Юрий нырнул в темноту и побежал. Через секунду он уже был в маленьком глухом колодце двора перед черневшими дверями двух мрачных подъездов. Тот, что слева, проходной, именно здесь они любили играть в индейцев и ковбоев. Подъезд был «Ущельем Смерти», которое вело прямо в волшебную страну «Зарем».
…По подъезду он бежал с закрытыми глазами, как бегал в детстве. Сейчас налево… Нога нащупала ступеньку, секунда – и Юрий был уже в «стране Зарем», то есть в другом дворе, таком же глухом и тихом. Какая-то дама, несшая корзину с бельем, удивленно замерла и уступила дорогу. Здесь было целых три подъезда, проходной – средний…
Вновь очутившись в темноте, Юрий вдруг представил, что он не бежит дальше, а прячется здесь, и, когда первый «топтун» все-таки находит дорогу, хватает его мертвой хваткой за горло, отбирает оружие и документы… Орловский грустно усмехнулся – драться не приходилось с самого детства, а враги были не «по игре», а настоящие. Он бросился дальше и вновь оказался во дворе, но уже большом, шумном, где играли дети, и стояла серая, чуть скособоченная от времени голубятня.
Юрий перешел на шаг, не желая привлекать лишнего внимания. Влево, к сараям… Возле одного из них росло дерево – высокий тополь с изогнутым кривым стволом. Орловский улыбнулся: какой-то карапуз как раз пытался забраться по стволу наверх…
Орловский расстегнул пиджак – и через секунду был уже на крыше сарая. Гулко отозвалась потревоженная жесть. Когда-то на шум выбегал хозяин – татарин, местный дворник. Жив ли он еще?.. Пять шагов – и Юрий был уже на противоположном краю крыши. Здесь надо прыгать.
…Орловский мягко опустился на землю, привычно согнув ноги в коленях. Какой-то мужчина с негромкой руганью шарахнулся в сторону, но Юрий даже не оглянулся. Впереди был еще один двор, на этот раз совсем маленький. Правда, единственный подъезд не имел сквозного прохода, но рядом – калитка, которая вела через небольшой палисадник на улицу.

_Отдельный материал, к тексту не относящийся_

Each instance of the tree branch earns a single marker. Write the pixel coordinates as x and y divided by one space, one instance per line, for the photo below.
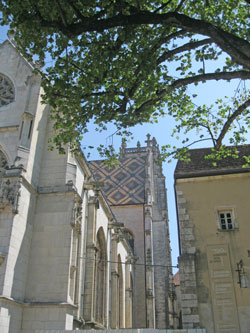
185 47
229 122
194 79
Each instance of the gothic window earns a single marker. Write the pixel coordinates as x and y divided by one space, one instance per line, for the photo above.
130 237
7 91
101 269
3 162
120 293
226 220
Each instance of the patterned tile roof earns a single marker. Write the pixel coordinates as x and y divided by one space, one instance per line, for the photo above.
125 184
199 166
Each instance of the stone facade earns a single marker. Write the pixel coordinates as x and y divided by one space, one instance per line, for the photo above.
136 193
214 244
69 257
65 262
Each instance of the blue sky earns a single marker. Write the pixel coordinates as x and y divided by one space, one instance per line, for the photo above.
207 93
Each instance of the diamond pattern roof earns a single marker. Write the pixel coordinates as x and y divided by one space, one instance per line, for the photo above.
125 184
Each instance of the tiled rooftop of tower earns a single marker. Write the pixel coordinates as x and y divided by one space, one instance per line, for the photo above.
125 184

Калитка оказалась наглухо заколоченной, но забор был невысок, мгновение – и Орловский очутился в знакомом палисаднике. Мелкая собачонка, похожая на крысу, успела пару раз недоуменно тявкнуть, но Юрий был уже у другой калитки, выходившей на улицу. Он прошел квартал насквозь. Чтобы обойти по улицам, даже зная, куда направляешься, потребуется ровно втрое больше времени. Последнее было много раз проверено во время лихих погонь еще в детские годы. Орловский удовлетворенно улыбнулся и достал папиросы. Рука уже тянулась к спичкам…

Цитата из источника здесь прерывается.